Figure 7.94 ONO angle, both sexes, 5 to 11 years. From Patton (1987), by permission.
Pitfalls Depending on the prominence of the nose, it may be very difficult to draw a straight line between the outer canthus and the base of the nose in the midline. In this situation, photographic estimation is advised.
The mandible, or lower jaw, is the first part of the face to form, as the medial ends of the two mandibular prominences merge during the fourth week of gestation.
Agnathia, or absence of the mandible, is a developmental defect of the first branchial arch. The mandible may be missing on one side only, a condition sometimes associated with microtia or absence of the external or internal ear, or with unilateral congenital macrostomia. Micrognathia, or underdevelopment of the jaw may be severe enough to lead to cleft palate in the Pierre-Robin sequence. This can be seen as an isolated anomaly or in conjuction with other features as part of a syndrome diagnosis. Macrognathia, or a large jaw, is otherwise termed prognathism and is best appreciated in profile. The jaw is abnormally large or jutting forward. Various measurements of the jaw can be made from radiographs. The main clinical measurement, for which a graph is provided, is the mandibular width, or bigonial distance. The shape of the jaw can vary markedly depending on the relative proportions of the ramus and body of the mandible. The jaw articulates with the skull at the temporomandibular joint. Restricted movement at that joint may produce limited mouth opening or trismus.

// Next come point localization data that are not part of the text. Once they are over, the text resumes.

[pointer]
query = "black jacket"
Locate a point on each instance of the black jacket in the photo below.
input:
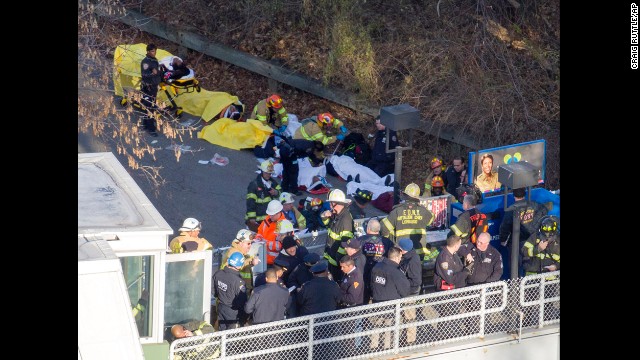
(318, 295)
(388, 282)
(487, 266)
(229, 288)
(411, 266)
(268, 302)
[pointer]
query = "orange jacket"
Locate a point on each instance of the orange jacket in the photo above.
(267, 229)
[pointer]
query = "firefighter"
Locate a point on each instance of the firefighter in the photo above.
(231, 293)
(319, 294)
(469, 224)
(271, 112)
(242, 244)
(450, 273)
(339, 228)
(260, 192)
(409, 219)
(541, 252)
(269, 229)
(437, 168)
(291, 213)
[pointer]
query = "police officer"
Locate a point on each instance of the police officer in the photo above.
(339, 228)
(541, 252)
(409, 219)
(387, 283)
(231, 293)
(352, 285)
(318, 294)
(450, 273)
(268, 302)
(151, 77)
(487, 262)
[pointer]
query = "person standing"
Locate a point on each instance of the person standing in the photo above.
(339, 228)
(151, 78)
(409, 219)
(319, 294)
(260, 192)
(387, 283)
(382, 162)
(188, 240)
(231, 293)
(455, 176)
(271, 112)
(268, 302)
(488, 262)
(450, 273)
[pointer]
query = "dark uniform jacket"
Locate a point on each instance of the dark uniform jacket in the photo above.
(487, 266)
(352, 288)
(449, 268)
(230, 290)
(318, 295)
(408, 219)
(258, 198)
(268, 302)
(340, 229)
(529, 213)
(388, 282)
(411, 266)
(534, 260)
(291, 261)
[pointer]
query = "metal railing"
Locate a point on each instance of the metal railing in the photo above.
(390, 327)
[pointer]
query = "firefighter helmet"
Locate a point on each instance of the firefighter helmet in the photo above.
(412, 190)
(548, 226)
(236, 259)
(435, 162)
(337, 196)
(284, 227)
(286, 198)
(325, 119)
(267, 167)
(274, 207)
(437, 181)
(274, 101)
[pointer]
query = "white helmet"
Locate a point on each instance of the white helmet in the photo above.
(284, 227)
(287, 198)
(190, 224)
(337, 196)
(274, 207)
(267, 167)
(245, 235)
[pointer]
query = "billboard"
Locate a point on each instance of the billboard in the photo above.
(484, 164)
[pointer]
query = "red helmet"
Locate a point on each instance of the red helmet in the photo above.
(325, 119)
(437, 181)
(274, 101)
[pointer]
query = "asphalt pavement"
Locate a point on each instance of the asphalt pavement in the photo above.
(211, 193)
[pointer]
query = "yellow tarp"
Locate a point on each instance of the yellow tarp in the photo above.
(236, 135)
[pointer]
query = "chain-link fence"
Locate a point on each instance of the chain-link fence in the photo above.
(390, 327)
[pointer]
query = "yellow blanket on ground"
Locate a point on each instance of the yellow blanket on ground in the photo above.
(236, 135)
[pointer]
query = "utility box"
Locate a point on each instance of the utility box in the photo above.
(518, 175)
(400, 117)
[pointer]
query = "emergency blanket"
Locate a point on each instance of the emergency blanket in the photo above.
(126, 75)
(236, 135)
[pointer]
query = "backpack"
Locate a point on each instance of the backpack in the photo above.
(356, 147)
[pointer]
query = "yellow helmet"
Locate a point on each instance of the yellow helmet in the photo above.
(412, 190)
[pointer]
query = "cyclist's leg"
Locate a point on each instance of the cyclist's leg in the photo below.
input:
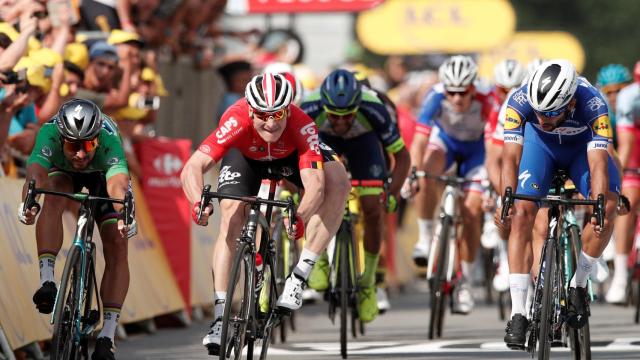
(49, 238)
(624, 228)
(367, 162)
(436, 159)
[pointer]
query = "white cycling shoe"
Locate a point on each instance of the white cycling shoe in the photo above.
(291, 297)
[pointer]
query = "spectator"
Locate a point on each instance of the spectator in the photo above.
(99, 78)
(235, 75)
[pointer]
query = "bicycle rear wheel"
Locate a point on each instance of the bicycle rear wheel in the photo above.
(546, 316)
(437, 282)
(66, 313)
(239, 300)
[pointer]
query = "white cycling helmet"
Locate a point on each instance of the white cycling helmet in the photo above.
(268, 92)
(508, 73)
(552, 85)
(457, 73)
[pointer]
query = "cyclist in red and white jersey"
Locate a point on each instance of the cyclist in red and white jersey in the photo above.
(265, 131)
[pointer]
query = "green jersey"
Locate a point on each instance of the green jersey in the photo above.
(109, 157)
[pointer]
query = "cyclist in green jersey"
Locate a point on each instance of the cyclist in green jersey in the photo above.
(80, 147)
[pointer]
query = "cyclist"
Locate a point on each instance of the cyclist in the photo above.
(80, 147)
(450, 128)
(260, 131)
(627, 106)
(508, 74)
(355, 122)
(557, 120)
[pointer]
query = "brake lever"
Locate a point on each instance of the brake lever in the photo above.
(204, 200)
(506, 203)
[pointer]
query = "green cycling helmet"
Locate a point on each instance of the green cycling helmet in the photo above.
(613, 74)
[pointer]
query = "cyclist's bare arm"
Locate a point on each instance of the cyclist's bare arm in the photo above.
(402, 161)
(192, 175)
(313, 182)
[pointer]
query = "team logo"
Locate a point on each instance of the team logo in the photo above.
(512, 119)
(595, 103)
(602, 126)
(46, 151)
(205, 149)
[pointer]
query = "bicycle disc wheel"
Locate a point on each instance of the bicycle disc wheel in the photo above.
(437, 281)
(345, 287)
(63, 345)
(546, 319)
(238, 302)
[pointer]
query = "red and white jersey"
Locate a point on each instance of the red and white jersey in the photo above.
(236, 131)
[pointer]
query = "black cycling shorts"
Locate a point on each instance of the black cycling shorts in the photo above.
(242, 176)
(96, 183)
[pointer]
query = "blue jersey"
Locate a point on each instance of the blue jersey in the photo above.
(588, 123)
(372, 116)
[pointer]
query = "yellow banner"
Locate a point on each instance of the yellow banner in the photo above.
(152, 290)
(406, 27)
(525, 46)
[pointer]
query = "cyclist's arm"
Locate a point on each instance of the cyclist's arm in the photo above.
(313, 182)
(117, 186)
(192, 175)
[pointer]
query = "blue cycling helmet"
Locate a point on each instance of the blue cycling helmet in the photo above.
(341, 91)
(613, 74)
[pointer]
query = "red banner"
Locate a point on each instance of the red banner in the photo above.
(162, 161)
(298, 6)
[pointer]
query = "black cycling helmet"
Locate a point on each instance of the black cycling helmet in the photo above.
(79, 119)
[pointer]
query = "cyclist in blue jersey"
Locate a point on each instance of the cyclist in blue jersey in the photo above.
(354, 122)
(556, 121)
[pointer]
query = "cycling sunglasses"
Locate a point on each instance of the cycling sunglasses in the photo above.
(75, 146)
(274, 115)
(341, 112)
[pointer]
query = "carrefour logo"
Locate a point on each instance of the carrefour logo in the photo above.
(167, 164)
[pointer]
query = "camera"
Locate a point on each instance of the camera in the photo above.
(149, 102)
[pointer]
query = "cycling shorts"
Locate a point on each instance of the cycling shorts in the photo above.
(541, 160)
(242, 176)
(469, 155)
(96, 183)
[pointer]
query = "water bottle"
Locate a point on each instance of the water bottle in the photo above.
(259, 273)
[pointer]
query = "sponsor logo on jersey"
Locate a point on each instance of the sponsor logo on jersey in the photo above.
(512, 119)
(225, 131)
(205, 149)
(595, 103)
(46, 151)
(602, 126)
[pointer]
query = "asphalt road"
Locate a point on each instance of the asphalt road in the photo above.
(399, 334)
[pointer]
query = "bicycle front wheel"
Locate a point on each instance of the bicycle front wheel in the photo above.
(64, 345)
(438, 281)
(238, 302)
(546, 313)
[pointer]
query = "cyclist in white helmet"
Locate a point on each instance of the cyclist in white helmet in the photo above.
(450, 129)
(262, 131)
(555, 121)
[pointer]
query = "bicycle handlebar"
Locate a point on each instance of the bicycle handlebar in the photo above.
(208, 195)
(598, 205)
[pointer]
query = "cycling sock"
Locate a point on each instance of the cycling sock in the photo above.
(425, 230)
(466, 268)
(370, 265)
(47, 263)
(519, 285)
(620, 267)
(219, 299)
(111, 317)
(585, 264)
(307, 260)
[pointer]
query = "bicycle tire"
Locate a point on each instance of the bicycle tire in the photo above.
(544, 345)
(62, 346)
(345, 286)
(241, 267)
(437, 281)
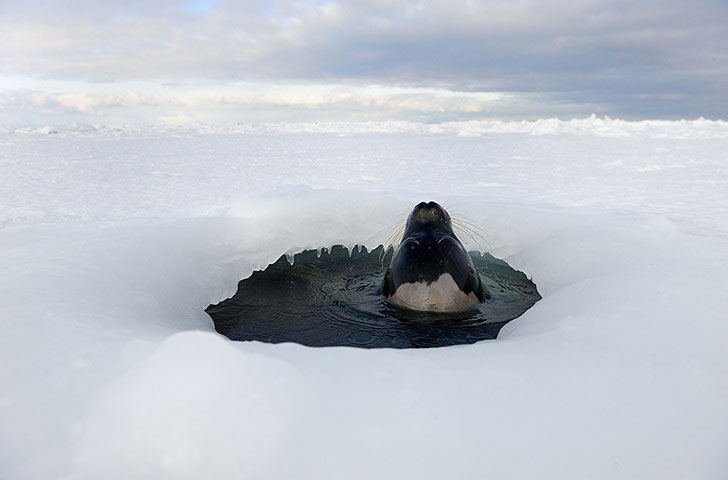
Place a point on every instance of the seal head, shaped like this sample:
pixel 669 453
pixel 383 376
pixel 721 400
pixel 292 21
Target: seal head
pixel 430 269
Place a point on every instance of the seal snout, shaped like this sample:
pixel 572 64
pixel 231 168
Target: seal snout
pixel 429 212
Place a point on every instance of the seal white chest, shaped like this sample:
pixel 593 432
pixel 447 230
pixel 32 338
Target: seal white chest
pixel 442 295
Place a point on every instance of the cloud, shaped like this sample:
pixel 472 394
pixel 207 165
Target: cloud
pixel 633 59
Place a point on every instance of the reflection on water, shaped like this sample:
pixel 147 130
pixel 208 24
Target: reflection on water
pixel 334 299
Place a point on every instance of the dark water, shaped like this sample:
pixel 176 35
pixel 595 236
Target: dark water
pixel 334 299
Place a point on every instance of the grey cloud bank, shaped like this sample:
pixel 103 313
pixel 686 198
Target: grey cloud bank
pixel 426 61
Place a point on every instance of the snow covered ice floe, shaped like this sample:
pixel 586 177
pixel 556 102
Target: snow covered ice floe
pixel 112 246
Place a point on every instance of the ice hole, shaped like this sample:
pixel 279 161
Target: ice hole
pixel 332 298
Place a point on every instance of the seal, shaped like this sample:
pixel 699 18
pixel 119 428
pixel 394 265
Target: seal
pixel 430 269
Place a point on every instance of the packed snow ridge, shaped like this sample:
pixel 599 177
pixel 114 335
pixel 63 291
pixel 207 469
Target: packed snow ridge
pixel 698 128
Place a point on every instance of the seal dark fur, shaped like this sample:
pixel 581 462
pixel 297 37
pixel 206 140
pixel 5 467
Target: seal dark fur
pixel 430 269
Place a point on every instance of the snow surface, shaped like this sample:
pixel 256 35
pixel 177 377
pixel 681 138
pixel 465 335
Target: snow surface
pixel 113 241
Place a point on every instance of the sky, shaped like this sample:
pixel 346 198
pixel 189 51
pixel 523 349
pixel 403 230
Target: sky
pixel 219 61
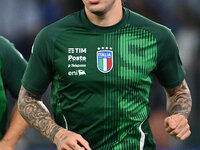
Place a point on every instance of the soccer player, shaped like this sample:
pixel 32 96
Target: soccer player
pixel 12 66
pixel 101 61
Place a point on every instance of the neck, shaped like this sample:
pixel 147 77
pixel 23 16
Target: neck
pixel 109 18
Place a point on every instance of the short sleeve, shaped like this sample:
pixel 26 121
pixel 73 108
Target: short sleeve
pixel 13 67
pixel 169 69
pixel 39 72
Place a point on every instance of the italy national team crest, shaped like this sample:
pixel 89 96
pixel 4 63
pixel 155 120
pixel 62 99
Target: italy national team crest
pixel 104 60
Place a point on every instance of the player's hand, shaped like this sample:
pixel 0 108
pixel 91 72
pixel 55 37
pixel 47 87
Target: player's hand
pixel 68 140
pixel 5 146
pixel 177 126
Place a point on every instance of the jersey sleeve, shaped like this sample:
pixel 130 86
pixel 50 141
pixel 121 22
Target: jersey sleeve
pixel 13 67
pixel 39 72
pixel 169 70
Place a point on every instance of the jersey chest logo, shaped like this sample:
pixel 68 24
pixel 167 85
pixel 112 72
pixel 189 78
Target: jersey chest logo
pixel 104 60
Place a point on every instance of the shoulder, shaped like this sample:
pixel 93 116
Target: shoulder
pixel 160 32
pixel 6 47
pixel 52 31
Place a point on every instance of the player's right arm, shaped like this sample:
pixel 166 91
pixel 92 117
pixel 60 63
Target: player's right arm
pixel 37 115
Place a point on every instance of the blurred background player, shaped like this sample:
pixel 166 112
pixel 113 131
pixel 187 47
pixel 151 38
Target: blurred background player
pixel 12 66
pixel 108 105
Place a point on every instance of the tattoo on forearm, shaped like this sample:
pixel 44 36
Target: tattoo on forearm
pixel 36 115
pixel 180 101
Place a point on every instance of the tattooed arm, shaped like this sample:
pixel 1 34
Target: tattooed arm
pixel 36 114
pixel 179 104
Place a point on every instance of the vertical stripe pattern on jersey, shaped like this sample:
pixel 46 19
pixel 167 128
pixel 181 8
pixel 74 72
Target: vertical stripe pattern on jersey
pixel 127 86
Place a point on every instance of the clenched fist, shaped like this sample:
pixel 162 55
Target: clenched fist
pixel 177 126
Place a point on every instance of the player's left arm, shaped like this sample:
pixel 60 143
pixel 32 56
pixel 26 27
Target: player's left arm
pixel 15 130
pixel 179 104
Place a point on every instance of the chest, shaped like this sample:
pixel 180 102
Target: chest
pixel 93 56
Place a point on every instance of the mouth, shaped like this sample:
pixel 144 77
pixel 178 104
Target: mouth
pixel 94 1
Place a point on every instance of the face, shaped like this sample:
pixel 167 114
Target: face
pixel 99 7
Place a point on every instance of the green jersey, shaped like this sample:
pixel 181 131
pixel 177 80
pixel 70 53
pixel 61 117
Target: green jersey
pixel 12 66
pixel 101 76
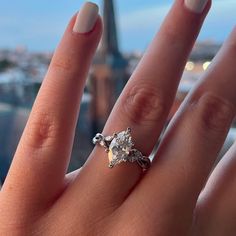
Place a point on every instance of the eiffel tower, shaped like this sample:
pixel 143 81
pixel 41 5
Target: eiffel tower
pixel 108 75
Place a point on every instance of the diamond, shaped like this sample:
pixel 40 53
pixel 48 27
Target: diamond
pixel 120 148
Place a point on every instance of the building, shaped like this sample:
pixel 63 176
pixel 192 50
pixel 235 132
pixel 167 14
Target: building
pixel 108 74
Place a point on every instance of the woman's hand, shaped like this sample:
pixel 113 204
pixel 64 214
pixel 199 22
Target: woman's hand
pixel 38 198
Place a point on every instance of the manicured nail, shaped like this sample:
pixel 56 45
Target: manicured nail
pixel 86 18
pixel 196 5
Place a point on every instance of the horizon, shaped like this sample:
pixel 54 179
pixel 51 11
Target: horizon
pixel 24 25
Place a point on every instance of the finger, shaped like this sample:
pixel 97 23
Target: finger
pixel 143 106
pixel 215 212
pixel 190 146
pixel 43 153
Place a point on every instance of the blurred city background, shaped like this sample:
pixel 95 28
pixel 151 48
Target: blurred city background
pixel 30 31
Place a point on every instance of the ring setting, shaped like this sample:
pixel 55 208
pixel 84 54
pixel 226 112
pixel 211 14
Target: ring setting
pixel 120 148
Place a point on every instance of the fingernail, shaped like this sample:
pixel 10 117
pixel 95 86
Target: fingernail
pixel 196 5
pixel 86 18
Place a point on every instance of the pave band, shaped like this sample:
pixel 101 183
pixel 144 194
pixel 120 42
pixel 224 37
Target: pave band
pixel 120 148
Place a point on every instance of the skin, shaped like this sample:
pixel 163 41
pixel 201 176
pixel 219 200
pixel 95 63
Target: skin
pixel 175 196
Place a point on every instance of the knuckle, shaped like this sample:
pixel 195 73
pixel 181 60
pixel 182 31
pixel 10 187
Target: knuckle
pixel 143 104
pixel 216 114
pixel 42 130
pixel 61 63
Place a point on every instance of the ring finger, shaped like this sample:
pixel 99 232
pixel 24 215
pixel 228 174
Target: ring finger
pixel 144 103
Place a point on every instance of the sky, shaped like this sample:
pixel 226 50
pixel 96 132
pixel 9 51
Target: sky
pixel 39 25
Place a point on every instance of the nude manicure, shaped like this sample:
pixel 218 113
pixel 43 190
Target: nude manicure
pixel 86 18
pixel 196 5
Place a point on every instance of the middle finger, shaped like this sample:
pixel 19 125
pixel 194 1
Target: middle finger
pixel 144 103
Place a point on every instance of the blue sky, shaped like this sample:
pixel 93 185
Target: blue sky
pixel 40 24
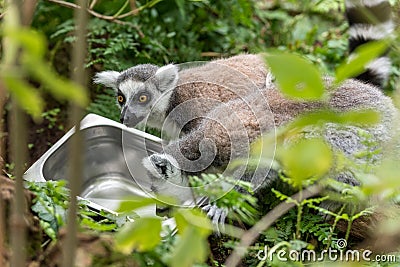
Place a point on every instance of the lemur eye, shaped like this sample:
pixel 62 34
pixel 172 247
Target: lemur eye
pixel 120 99
pixel 142 98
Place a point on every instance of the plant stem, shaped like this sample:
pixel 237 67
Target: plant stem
pixel 75 156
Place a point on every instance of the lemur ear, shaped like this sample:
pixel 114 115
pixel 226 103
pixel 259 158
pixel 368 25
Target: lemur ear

A median cleft of the mandible is a deep cleft resulting from failure of the mesenchymal masses of the mandibular prominences of the first branchial arch to merge completely with each other. It is extremely rare. More superficial clefts of the lower lip may also occur. Clefts of the mandible are sometimes associated with cleft lip, cleft palate, or oblique facial clefts.
A simple dimple on the chin is a common feature inherited with an autosomal dominant pattern. A more complicated H-shaped groove of the chin is associated with Freeman-Sheldon syndrome. Mental spurs are bony spurs over the most prominent part of the jaw in the midline.
The shape and size of the chin contribute to the overall facial shape. A wide chin will tend to produce a round or square face, while a narrow, pointed chin promotes the appearance of an inverted triangular face because of the relative width of the forehead and cranial vault.
Effective Mandibular Length: Cephalometric
Definition Effective length and prominence of the mandible.
Landmarks Measure from the condylion (the most posterosuperior point of the condylar outline) to the anatomic gnathion (determined by the intersection of the facial and mandibular planes) (Fig. 7.95). Typical values are shown in Fig. 7.96.
Instruments Spreading calipers are used to measure this distance on a radiograph taken with "cephalostat."
Position Standard cephalometry—see introduction to Chapter 7.